8.15.2011

November, 15



Katamu kita akan kembali berlari di bawah air terjun Kidul. Kan kamu sudah janji ahad besok aku boleh pakai celanamu yang biru. Walau pasti saat aku kenakan nanti, mulut cerewetmu sibuk berkicau bilang jangan ada senoktahpun boleh numpang lewat barang sekelebat. Selain itu aku juga sudah sibuk mendandani rambutku lho. Membuat poni baru serta mewarnainya seperti langit senja, sebab katamu bentang bias surya paling indah ya tepat disana.
Berharap kamu kelak memujiku bagai mahakarya mitologi Yunani, satu dari para Kharis.

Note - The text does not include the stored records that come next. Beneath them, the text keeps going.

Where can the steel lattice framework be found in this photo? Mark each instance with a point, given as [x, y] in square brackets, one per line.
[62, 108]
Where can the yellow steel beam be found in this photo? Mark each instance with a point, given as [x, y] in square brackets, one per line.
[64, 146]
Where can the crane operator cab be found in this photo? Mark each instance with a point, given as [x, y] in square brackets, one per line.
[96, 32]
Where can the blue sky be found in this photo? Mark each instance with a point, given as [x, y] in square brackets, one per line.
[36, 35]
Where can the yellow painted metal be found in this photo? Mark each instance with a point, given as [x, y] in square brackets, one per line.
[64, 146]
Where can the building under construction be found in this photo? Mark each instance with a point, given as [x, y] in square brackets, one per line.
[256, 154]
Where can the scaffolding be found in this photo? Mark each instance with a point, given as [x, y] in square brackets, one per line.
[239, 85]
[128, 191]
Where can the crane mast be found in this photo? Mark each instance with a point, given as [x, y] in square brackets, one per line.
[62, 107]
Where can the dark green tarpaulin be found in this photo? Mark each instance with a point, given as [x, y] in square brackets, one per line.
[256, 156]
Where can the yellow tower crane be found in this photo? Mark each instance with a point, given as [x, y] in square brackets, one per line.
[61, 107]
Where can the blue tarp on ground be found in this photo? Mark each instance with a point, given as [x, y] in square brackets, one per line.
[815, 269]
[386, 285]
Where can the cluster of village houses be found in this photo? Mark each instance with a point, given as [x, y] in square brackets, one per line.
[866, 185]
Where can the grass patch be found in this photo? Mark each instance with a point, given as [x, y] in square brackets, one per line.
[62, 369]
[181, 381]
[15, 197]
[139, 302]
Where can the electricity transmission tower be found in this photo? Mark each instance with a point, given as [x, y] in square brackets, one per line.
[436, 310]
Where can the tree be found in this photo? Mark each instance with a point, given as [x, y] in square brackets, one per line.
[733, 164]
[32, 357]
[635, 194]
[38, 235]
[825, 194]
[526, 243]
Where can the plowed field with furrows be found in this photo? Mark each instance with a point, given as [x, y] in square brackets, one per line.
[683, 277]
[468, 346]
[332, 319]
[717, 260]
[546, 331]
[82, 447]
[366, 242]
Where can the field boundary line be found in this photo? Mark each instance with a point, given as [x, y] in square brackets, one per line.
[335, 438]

Tampaknya kamu lupa waadmu sendiri ya? Atau kamu sedang sibuk menggaruk-garuk gatal punggung? Iya, aku mengerti. Pasti gemeretak tulang telah membuat kesal bukan kepalang, apalagi helai rambutmu satu persatu meninggalkan kulit kepala. Tapi bukannya aku sudah mengirimkan Sari dari India, biar kamu bisa menggelung dan dijadikan hiasan bagai bola-bola pohon natal. Atau jangan-jangan tukang pos sialan itu telah berdusta? Dia malah membuka kardus kecil ciptaanku dan merengutnya darimu? Sehingga kini kamu memutuskan tidak mau menemuiku lagi untuk selamanya? Oh, bolehkah aku menebus kesalahan ini, maka lekas kulayangkan kembali tenun terbaik seantero Nusa Tenggara.
Jawab dong, kenapa sih kamu diam saja!


Oke, aku mengaku bersalah. Memang seminggu lalu aku plesir bersama mereka. Bukan, bukan aku tidak ingat kamu. Habis kamu sendiri kan yang bilang aku boleh menikmati kebebasanku. Katamu aku harus merayakan hidup, dengan selalu diiringi bismillah dan alhamdulillah. Sekoper wejangan itu selalu aku tunaikan. Dan kamu tahu aku bodoh dalam mendustai kamu. Ngomong-ngomong tentang plesir kemarin, aku akhirnya melihat koral kuning seperti di halaman Nat-Geo. Diluar dugaan ternyata aku jijik terhadap jeroan laut. Dadaku sesak bahkan tepat awal kupecah riak ombak. Kok tega-teganya kamu bilang mau mengajakku menjelajahi bahari. Eh, aku ingat betul rasa sesak bercampur ngeri itu, apakah begitu juga rasanya perih paru-parumu sekarang? Atau lebih dasyat lagi? Kamu tidak pernah cerita padaku tahu, jahat kamu! Malah sibuk kelakar jadi veteran pemburu tabib.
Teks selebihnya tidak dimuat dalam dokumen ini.